Under the agreement, AgPower will be paid about $80.05 per megawatt‐hour in the first year of
operation, with a project online date of Jan, 1. 2012. By the 20th year of the agreement, project
developers would be paid about $128.31 per MWh. That amount varies during heavy‐ and light‐
load seasons of the year and heavy‐ and light‐load hours of the day.
Case No IPCE1038, 39, 40, 41, 42, 43
December 28, 2010
Commission approves agreements with six wind projects
The commission accepted sales agreements between Idaho Power Company and a San Francisco
developer for six wind projects near Mountain Home. The developer is the same for all six
projects with Maurice Miller and Glenn Ikemoto listed as project managers.
All six wind farms – Cold Springs, Desert Meadow, Hammett Hill, Mainline, Ryegrass and Two
Ponds – qualify for the commission’s posted Avoided Cost Rate under the provisions of PURPA.
Each of the projects has a capacity of 23 megawatts, but because wind is intermittent, the
agreements call for delivery of 10 average megawatts per project per month to Idaho Power.
Should the projects exceed 10 average megawatts, Idaho Power may accept the energy but will
not pay for it.
While the commission adopted the sales agreements, it expressed concern about the
transmission capacity available on Idaho Power’s system at the single point of interconnection, a
230‐kilovolt line in Elmore County, which is also near two other projects – Bennett Creek and
Hot Springs – owned by the same developer. A system impact study was performed that
indicated the existing transmission system can accommodate output from the projects without
transmission network upgrades.
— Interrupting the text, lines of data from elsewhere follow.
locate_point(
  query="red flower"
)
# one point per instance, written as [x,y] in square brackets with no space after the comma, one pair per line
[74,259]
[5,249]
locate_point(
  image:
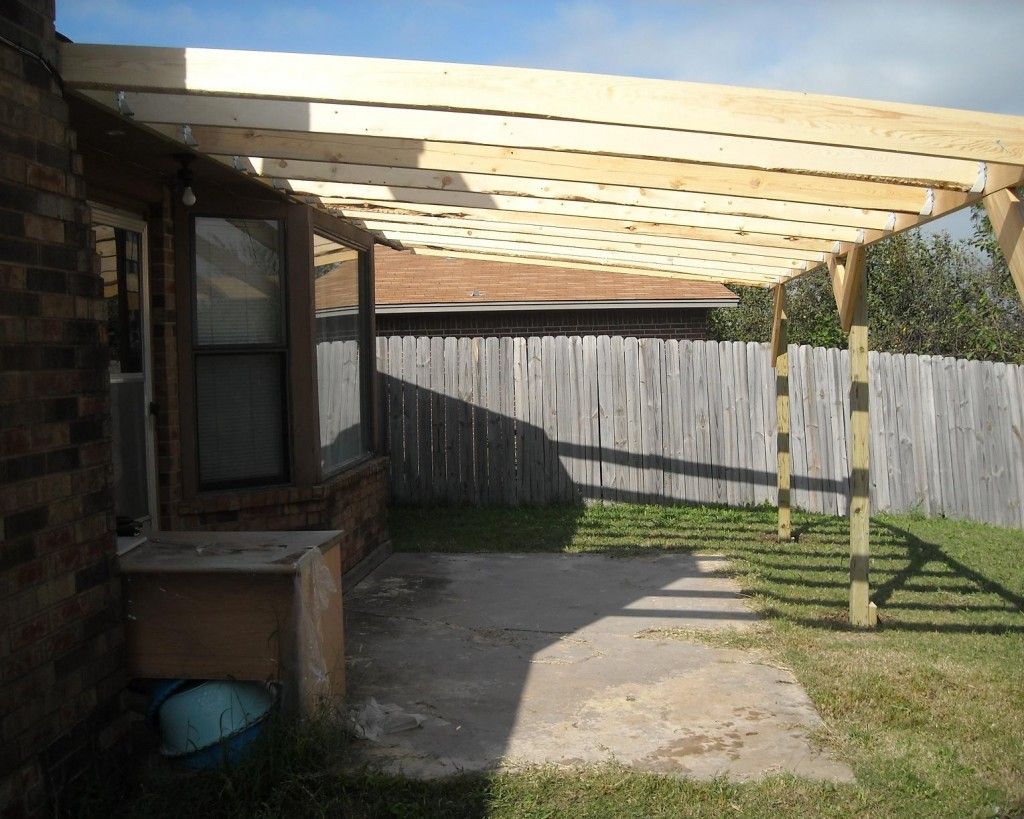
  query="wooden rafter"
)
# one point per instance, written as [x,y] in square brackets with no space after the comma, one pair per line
[364,209]
[593,98]
[298,172]
[499,241]
[599,169]
[554,134]
[397,226]
[544,261]
[737,272]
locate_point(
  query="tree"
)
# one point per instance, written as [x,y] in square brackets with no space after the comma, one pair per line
[927,294]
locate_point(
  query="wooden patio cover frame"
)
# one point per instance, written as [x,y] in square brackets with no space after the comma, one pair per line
[644,177]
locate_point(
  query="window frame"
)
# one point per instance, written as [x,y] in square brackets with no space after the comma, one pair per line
[368,348]
[282,348]
[236,198]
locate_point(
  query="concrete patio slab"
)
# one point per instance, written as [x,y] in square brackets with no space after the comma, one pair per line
[524,659]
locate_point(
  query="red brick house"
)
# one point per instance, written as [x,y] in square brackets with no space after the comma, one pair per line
[437,296]
[157,319]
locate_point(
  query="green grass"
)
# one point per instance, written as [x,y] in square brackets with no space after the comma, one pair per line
[928,708]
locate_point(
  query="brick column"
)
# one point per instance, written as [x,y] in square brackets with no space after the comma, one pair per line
[61,664]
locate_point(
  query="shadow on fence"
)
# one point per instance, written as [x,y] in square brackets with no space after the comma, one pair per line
[461,453]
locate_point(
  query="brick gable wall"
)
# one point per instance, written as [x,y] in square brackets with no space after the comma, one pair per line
[61,665]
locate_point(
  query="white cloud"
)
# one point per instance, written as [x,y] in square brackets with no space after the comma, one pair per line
[940,52]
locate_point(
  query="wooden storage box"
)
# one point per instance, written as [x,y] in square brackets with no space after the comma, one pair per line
[239,605]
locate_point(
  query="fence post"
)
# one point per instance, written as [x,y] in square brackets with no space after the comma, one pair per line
[862,611]
[780,360]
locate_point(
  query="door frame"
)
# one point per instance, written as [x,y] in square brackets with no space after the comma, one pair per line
[129,221]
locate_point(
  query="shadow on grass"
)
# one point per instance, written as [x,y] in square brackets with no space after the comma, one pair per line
[919,586]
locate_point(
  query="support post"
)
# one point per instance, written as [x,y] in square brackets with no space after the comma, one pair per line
[1006,212]
[862,611]
[780,360]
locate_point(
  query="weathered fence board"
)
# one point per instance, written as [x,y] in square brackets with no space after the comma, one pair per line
[567,419]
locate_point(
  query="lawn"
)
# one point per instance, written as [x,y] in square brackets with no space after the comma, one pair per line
[928,709]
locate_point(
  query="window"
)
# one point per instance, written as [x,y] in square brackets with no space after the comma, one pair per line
[342,306]
[121,267]
[240,351]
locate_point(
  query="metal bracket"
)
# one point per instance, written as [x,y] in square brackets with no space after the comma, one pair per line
[982,180]
[929,206]
[121,100]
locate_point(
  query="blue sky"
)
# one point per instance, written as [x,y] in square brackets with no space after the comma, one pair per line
[962,53]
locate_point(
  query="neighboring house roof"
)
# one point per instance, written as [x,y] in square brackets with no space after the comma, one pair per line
[407,283]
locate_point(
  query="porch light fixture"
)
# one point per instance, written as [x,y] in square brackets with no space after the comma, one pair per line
[185,178]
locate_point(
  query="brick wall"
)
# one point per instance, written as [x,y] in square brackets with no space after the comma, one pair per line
[61,665]
[640,322]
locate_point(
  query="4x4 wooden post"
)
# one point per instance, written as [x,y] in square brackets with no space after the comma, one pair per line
[862,611]
[780,360]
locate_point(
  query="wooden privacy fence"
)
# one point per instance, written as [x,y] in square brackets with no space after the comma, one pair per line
[567,418]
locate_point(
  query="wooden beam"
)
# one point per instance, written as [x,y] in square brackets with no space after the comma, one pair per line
[1006,211]
[780,360]
[574,190]
[589,98]
[861,609]
[547,134]
[500,242]
[562,165]
[397,225]
[363,211]
[707,275]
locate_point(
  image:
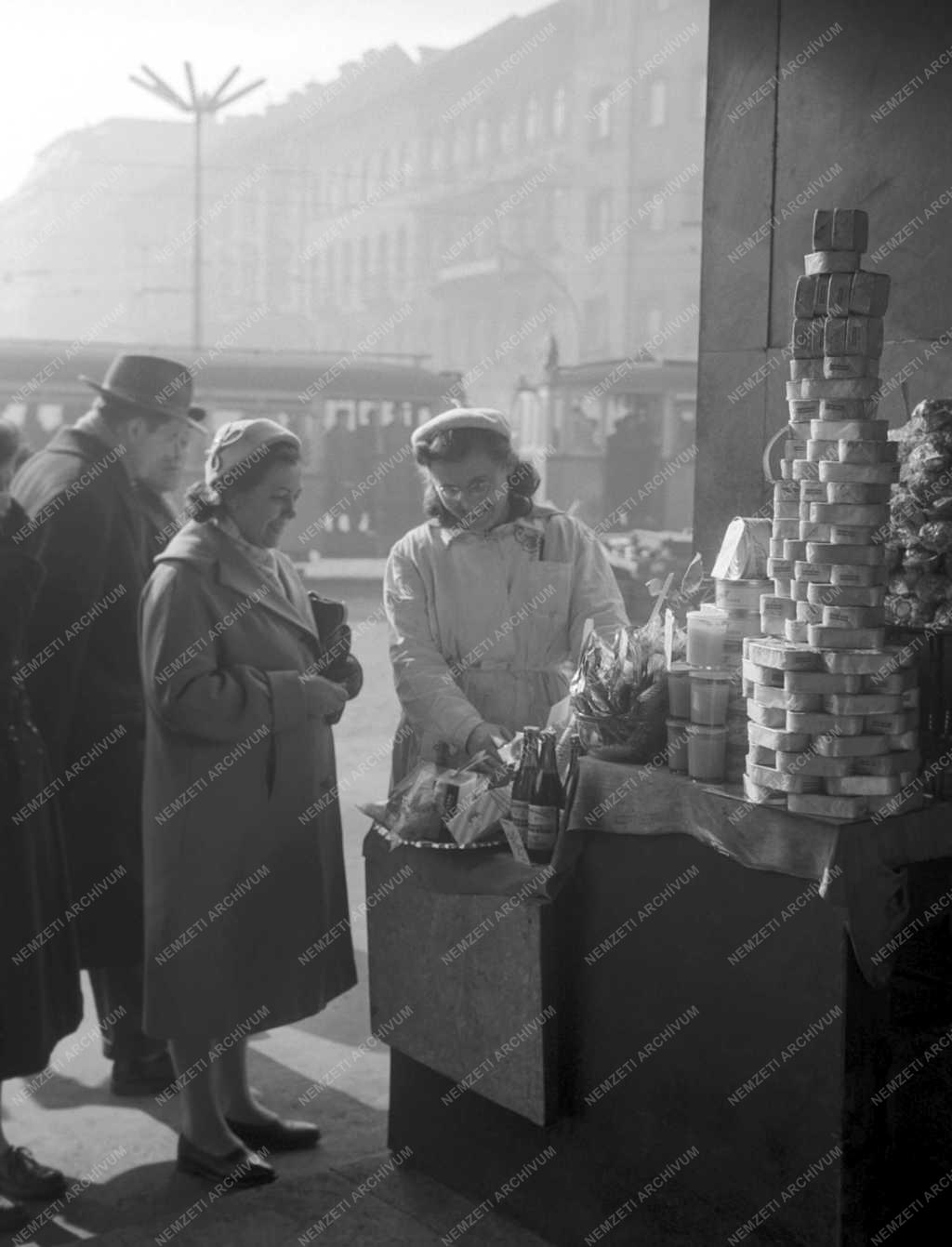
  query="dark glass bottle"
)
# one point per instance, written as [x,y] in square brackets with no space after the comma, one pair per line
[522,783]
[450,790]
[546,801]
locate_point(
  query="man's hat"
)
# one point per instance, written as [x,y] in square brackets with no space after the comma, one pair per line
[160,387]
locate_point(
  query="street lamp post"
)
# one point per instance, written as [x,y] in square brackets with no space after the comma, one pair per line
[198,105]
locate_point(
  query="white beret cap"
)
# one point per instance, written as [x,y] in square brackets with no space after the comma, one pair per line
[240,441]
[462,418]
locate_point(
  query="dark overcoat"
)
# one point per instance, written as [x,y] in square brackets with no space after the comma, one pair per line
[84,679]
[247,921]
[40,1001]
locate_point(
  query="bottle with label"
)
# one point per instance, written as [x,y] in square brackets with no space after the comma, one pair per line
[546,801]
[571,785]
[522,783]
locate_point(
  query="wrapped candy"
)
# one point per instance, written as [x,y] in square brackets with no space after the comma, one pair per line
[937,535]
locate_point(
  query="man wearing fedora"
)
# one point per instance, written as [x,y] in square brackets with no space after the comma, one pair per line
[91,496]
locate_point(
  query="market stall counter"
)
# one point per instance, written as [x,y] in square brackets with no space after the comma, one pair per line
[676,1033]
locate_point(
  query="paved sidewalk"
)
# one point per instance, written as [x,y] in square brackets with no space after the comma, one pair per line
[119,1155]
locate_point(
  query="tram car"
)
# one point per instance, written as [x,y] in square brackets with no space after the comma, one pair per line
[352,413]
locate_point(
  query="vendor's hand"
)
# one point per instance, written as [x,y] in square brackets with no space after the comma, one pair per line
[485,737]
[324,697]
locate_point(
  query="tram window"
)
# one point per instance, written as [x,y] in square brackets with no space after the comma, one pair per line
[48,416]
[15,413]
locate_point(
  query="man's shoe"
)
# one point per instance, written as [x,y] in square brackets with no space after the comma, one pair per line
[24,1177]
[142,1078]
[240,1169]
[277,1136]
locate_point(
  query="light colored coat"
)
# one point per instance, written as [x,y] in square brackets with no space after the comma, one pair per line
[483,629]
[242,876]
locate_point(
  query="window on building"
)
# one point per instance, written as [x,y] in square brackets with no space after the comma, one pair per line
[400,253]
[534,120]
[436,153]
[601,14]
[460,147]
[600,115]
[657,103]
[692,201]
[508,132]
[560,112]
[482,139]
[599,216]
[595,325]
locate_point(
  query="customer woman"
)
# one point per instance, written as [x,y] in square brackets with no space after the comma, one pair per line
[487,600]
[244,856]
[40,998]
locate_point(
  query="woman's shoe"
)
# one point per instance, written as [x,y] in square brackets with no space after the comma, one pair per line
[277,1136]
[238,1169]
[13,1216]
[24,1177]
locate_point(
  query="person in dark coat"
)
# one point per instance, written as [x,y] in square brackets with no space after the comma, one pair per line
[247,923]
[85,686]
[156,483]
[40,999]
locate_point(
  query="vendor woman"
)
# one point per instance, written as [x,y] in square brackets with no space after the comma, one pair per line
[489,599]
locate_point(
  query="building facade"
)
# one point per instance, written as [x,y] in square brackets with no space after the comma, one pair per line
[527,200]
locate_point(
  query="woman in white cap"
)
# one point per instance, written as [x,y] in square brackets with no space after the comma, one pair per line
[244,856]
[487,600]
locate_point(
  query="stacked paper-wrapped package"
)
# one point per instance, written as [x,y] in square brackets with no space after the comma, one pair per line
[833,711]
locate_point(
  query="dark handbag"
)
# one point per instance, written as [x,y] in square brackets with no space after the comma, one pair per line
[336,660]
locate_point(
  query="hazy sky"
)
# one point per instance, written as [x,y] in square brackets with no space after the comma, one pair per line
[66,65]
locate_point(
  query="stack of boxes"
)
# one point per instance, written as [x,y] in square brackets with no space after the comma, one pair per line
[833,712]
[740,600]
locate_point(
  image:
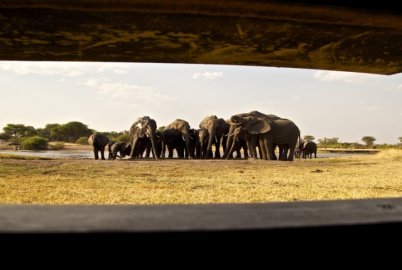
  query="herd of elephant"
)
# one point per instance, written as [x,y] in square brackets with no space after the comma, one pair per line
[257,134]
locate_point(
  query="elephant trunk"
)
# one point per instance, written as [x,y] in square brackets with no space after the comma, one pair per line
[133,147]
[186,136]
[152,137]
[212,134]
[230,145]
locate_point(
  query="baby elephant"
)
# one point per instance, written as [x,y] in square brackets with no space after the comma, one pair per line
[123,148]
[309,148]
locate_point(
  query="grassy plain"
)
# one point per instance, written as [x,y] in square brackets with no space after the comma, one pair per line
[60,181]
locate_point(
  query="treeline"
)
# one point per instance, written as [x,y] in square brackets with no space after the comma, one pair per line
[76,132]
[37,138]
[368,143]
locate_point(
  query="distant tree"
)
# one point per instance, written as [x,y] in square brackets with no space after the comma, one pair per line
[328,140]
[72,131]
[308,138]
[368,140]
[4,136]
[17,131]
[47,131]
[34,143]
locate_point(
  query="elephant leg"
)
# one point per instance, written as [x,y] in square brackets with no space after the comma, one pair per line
[251,144]
[147,151]
[102,149]
[218,148]
[96,153]
[264,149]
[291,152]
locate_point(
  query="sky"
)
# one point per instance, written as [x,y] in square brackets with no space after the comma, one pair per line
[111,96]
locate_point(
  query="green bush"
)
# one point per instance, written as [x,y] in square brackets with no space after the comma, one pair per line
[34,143]
[82,140]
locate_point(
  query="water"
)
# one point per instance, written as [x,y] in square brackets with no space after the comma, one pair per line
[82,154]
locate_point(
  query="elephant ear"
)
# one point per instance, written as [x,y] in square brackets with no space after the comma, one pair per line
[236,119]
[255,125]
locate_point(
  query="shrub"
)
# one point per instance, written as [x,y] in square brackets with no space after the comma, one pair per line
[58,146]
[34,143]
[82,140]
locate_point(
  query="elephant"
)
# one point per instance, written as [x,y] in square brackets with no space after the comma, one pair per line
[141,128]
[172,140]
[180,128]
[123,148]
[202,140]
[145,145]
[217,128]
[268,131]
[307,149]
[98,142]
[194,144]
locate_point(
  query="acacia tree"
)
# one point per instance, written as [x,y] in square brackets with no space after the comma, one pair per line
[308,138]
[16,131]
[368,140]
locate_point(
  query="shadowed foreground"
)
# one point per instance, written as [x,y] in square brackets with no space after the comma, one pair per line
[37,181]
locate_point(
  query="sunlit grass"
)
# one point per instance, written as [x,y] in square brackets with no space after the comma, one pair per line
[199,181]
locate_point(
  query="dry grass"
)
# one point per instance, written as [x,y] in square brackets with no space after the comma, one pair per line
[198,181]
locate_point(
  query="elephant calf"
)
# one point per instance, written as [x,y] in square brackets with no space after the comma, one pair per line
[98,142]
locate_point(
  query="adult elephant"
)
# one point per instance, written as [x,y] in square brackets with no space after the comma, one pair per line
[267,130]
[141,128]
[217,128]
[98,142]
[182,129]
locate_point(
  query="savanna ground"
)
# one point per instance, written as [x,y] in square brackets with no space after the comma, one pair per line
[37,181]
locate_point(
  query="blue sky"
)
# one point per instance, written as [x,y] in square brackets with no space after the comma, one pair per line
[110,96]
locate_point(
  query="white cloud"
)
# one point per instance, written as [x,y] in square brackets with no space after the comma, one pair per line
[135,93]
[340,76]
[373,108]
[65,69]
[296,98]
[207,75]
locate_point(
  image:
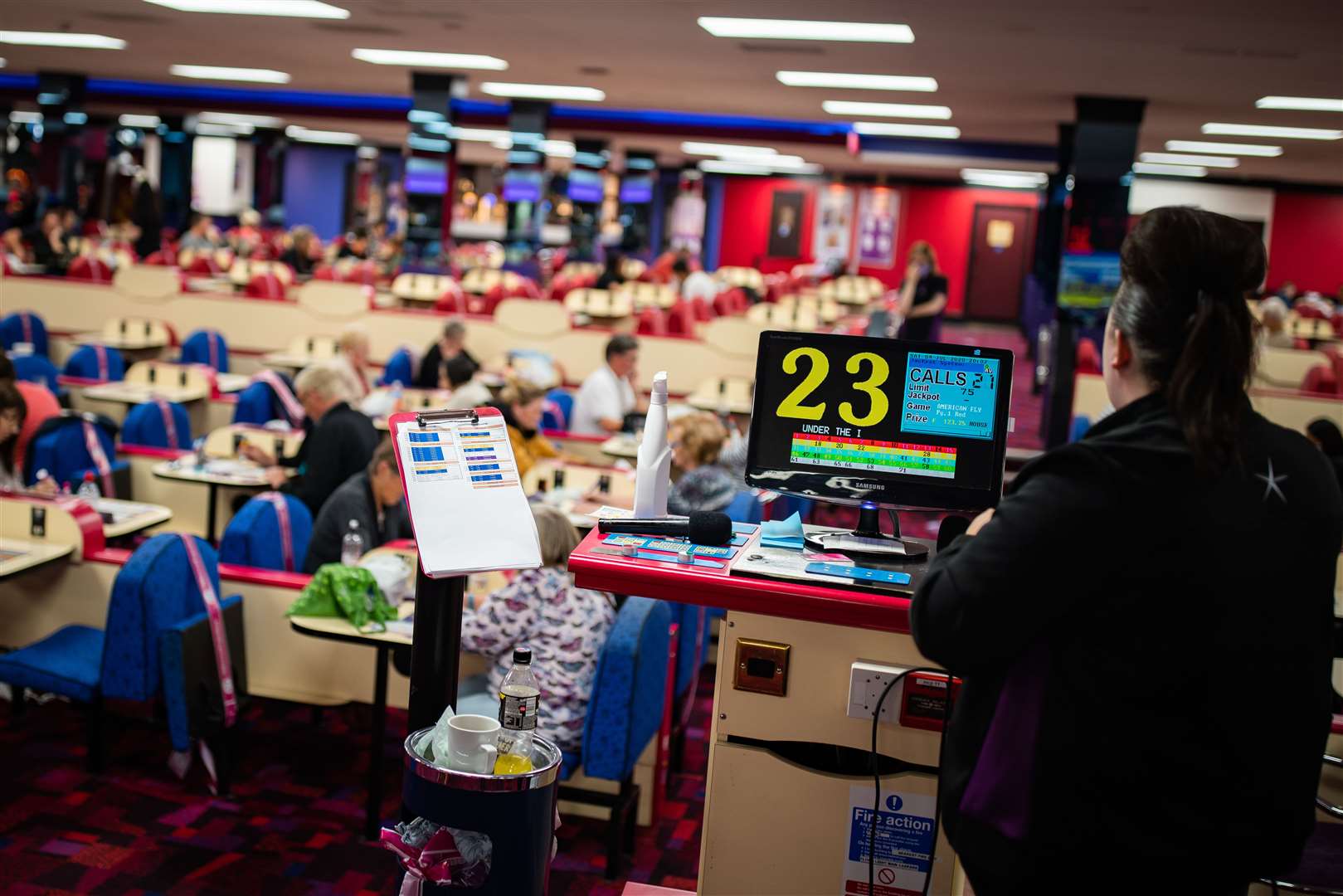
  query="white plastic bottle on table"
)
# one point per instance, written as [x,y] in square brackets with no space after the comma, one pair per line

However, when that study was completed it was for projects
with a nameplate capacity of 20 MW. Since the study was completed, the project evolved with
the developer’s turbine choice resulting in projects with a nameplate capacity of 23 MW.
Consequently, the commission is ordering the developer to request additional transmission
capacity and be responsible for all costs associated with the request.
All the agreements include a mechanical availability guarantee, a reduction in the price paid to
the developer to allow for integrating the wind into Idaho Power’s transmission system and a
wind forecasting cost assessed the developer. The parties also agreed to damages and security
provisions in the event the projects do not meet their operation date of Dec. 31, 2012.
The rate for these projects is a non‐levelized rate that increases through the 20‐year contract. In
2013, the rate for normal load hours during normal seasons of the year is $61.93 per megawatt‐
hour (6.19 cents per kWh), escalating to $121.76 per MWh in 2032. That rate varies to account
for heavy and light load hours of the day and heavy and light load seasons of the year.